Alternative to destroying a dialog? (to avoid segfault)

Hi, I’m running into a problem with a segfault when destroying a Dialog,
which I’ve read is a known problem that occurs when the GC cleans up
after a Dialog that contains a Sizer is destroyed (that’s exactly my
situation). I don’t get a segfault when I remove the destroy call, but
the app doesn’t exit correctly, either–the process silently hangs. Is
there an alternative to destroy or something I can do to avoid the
segfault?

Thanks,
Doug

Hi

Doug G. wrote:

Hi, I’m running into a problem with a segfault when destroying a Dialog,
which I’ve read is a known problem that occurs when the GC cleans up
after a Dialog that contains a Sizer is destroyed (that’s exactly my
situation). I don’t get a segfault when I remove the destroy call, but
the app doesn’t exit correctly, either–the process silently hangs. Is
there an alternative to destroy or something I can do to avoid the
segfault?
It’s shouldn’t be a problem. Either:

  1. Your app consists of one or more frames, with dialogs shown at
    various times for particular actions. This is the much commoner case.

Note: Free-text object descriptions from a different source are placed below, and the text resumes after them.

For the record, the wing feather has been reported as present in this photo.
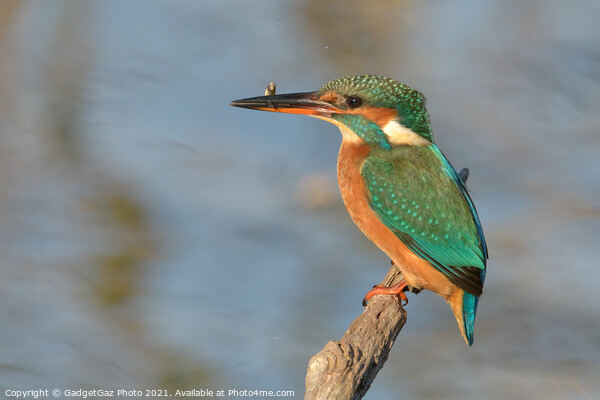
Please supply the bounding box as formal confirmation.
[361,145,487,296]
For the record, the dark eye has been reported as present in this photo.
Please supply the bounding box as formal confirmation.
[345,96,363,109]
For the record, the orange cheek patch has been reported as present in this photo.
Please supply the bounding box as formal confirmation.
[315,93,397,128]
[350,106,397,128]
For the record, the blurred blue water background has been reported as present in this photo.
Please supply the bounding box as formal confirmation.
[1,1,599,398]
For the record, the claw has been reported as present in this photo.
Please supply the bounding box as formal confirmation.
[362,280,409,307]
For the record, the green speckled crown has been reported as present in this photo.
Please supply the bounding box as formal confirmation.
[316,75,433,142]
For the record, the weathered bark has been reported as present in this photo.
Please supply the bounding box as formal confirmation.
[305,266,407,400]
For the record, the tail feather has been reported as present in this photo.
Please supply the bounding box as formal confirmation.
[462,292,479,346]
[448,290,480,346]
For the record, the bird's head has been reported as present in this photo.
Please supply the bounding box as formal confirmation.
[231,75,434,149]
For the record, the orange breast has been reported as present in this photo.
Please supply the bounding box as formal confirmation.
[336,139,460,299]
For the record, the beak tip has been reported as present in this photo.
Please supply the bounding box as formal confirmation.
[229,91,335,116]
[229,99,250,109]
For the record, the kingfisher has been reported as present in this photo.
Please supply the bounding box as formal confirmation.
[231,75,488,345]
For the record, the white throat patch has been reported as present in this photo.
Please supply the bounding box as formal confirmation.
[382,120,430,146]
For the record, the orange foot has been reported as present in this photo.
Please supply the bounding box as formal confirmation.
[362,280,408,307]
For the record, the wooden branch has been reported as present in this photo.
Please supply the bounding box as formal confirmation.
[305,266,407,400]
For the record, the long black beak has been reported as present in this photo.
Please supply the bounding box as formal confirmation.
[230,91,339,116]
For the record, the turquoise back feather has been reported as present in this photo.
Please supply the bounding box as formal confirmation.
[439,147,487,346]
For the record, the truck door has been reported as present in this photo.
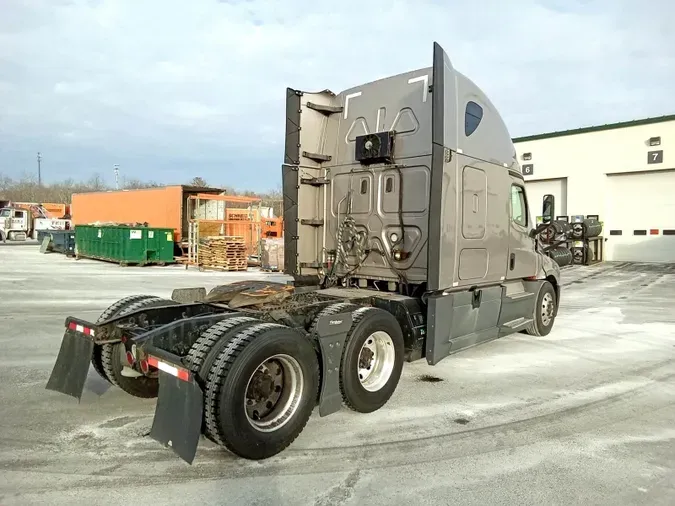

For this, the Dialogs should have the appropriate Frame parent as the
first argument to the constructor, not nil. They’ll then be cleaned up
when the dialog is closed - no need to call destroy to exit cleanly.

  1. Your app consists of a single dialog only (no frames etc). This is
    less usual but sometimes appropriate (eg, a simple long-running app
    accessed periodically from a TaskBarIcon).

Then, the parent to the Dialog is nil. As long as the app is running,
use hide() and show() to control the dialog’s visibility. When it’s time
for the app to finish, call destroy() on the Dialog to end.

If this doesn’t help, please post a simple runnable demonstration of the
problem and a bit more info about what you’re trying to achieve.

alex

Alex F. wrote:

Hi
[snip]

  1. Your app consists of one or more frames, with dialogs shown at
    various times for particular actions. This is the much commoner case.

For this, the Dialogs should have the appropriate Frame parent as the
first argument to the constructor, not nil. They’ll then be cleaned up
when the dialog is closed - no need to call destroy to exit cleanly.

[snip]

alex

This is what I ended up doing. Actually, the dialog (a series of
dialogs, actually) is displayed prior to the main window of the app
being displayed. The way I originally had the app set up, I couldn’t
set the window to be the parent of the dialogs because it didn’t exist
yet, but I moved some things around so that the window can be the parent
even though it hasn’t been displayed yet.